Mr. Miller. Yes, sir; 297 were removed before they exhausted the appropriation. The act of May 31, 1900 with further reference to this matter, states as follows:
That said commission shall continue to exercise all authority heretofore conferred on it by law. But it shall not receive, consider, or make any record of any application of any person for enrollment as a member of any tribe in Indian Territory who has not been a recognized citizen thereof and duly enrolled or admitted as such, and its refusal of such applications shall be final when approved by the Secretary of the Interior: Provided. That any Mississippi Choctaw duly identified as such by the United States Commission to the Five Civilized Tribes shall have the right at any time prior to the approval of the final rolls of the Choctaws and the Chickasaws by the Secretary of the Interior to make settlement within the Choctaw-Chickasaw country, and on proof of the fact of bona tide settlement may be enrolled by the said United States commission and by the Secretary of the Interior as Choctaws entitled to allotment: Provided further. That all contracts or agreements looking to the sale or encumbrance in any way of the lands to be allotted to said Mississippi Choctaws shall be null and void.
I call special attention to those acts as they show that the necessity of removal into this new country west was essential to enrollment or being recognized as entitled to the benefits of Choctaw citizenship.
Mr. Smith. Before you get away from that point, have you the figures showing the number of applications to the Dawes Commission for identification by the United States, showing how many they refused to identify as Mississippi Choctaws?
Mr. Miller. Yes, sir; I can give those exact figures. The report of the Commissioner to the Five Civilized Tribes in 1907, which was after the rolls were closed, shows that 24,634 persons applied to the Commission to the Five Civilized Tribes for identification. Of these 2,534 were identified and their names were placed upon schedules and forwarded to the Secretary of the Interior. As above stated. 1,44.5 only were really enrolled.
Mr.
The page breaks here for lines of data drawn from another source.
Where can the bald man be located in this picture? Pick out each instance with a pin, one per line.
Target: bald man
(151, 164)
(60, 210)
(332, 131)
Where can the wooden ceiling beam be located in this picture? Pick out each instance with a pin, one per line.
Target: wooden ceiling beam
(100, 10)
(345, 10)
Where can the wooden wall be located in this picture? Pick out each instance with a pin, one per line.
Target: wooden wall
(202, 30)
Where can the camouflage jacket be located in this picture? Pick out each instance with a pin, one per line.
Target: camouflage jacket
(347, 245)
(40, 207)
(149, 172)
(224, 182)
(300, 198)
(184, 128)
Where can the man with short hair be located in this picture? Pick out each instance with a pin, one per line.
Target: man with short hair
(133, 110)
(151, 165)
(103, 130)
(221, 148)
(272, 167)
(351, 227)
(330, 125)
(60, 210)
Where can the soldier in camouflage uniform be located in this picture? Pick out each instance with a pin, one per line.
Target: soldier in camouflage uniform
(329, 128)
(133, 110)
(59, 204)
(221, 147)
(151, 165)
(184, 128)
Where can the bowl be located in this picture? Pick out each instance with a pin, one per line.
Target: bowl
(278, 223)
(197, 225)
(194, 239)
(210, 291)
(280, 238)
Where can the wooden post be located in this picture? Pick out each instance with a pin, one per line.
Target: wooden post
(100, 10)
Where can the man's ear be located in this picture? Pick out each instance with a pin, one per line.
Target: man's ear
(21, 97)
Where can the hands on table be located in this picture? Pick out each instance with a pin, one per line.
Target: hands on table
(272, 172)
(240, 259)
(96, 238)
Stephens of Nebraska. There were 24,634 that applied?
Mr. Miller. Yes sir. Then we come to the last act of Congress that has any importance and particular bearing upon this matter. That is the act of 1902 which some of the committee have become very familiar with. That is what some call the McMurray Act. Article 41 provides as follows:
All persons duly identified by the Commission to the Five Civilized Tribes under the provisions of section 21 of the act of Congress approved June 28, 1898 (80 Stat., 495), as Mississippi Choctaws entitled to benefits under article 34 of the treaty between the United States and the Choctaw Nation concluded September 27, 1830 may at any time within six months after the date of their identification as Mississippi Choctaws by the said commission, make bona fide settlement within the Choctaw-Chickasaw country, and upon proof of such settlement to such commission within one year after the date of the said identification as Mississippi Choctaws shall be enrolled by such commission as Mississippi Choctaws entitled to allotment as herein provided for citizens of the tribes, subject to special provisions herein provided, as to Mississippi Choctaws and said enrollment shall be final when approved by the Secretary of the Interior.
In other words, that provision says that to become enrolled they would have to remove, and they were given six months in which to do it after the date of their identification.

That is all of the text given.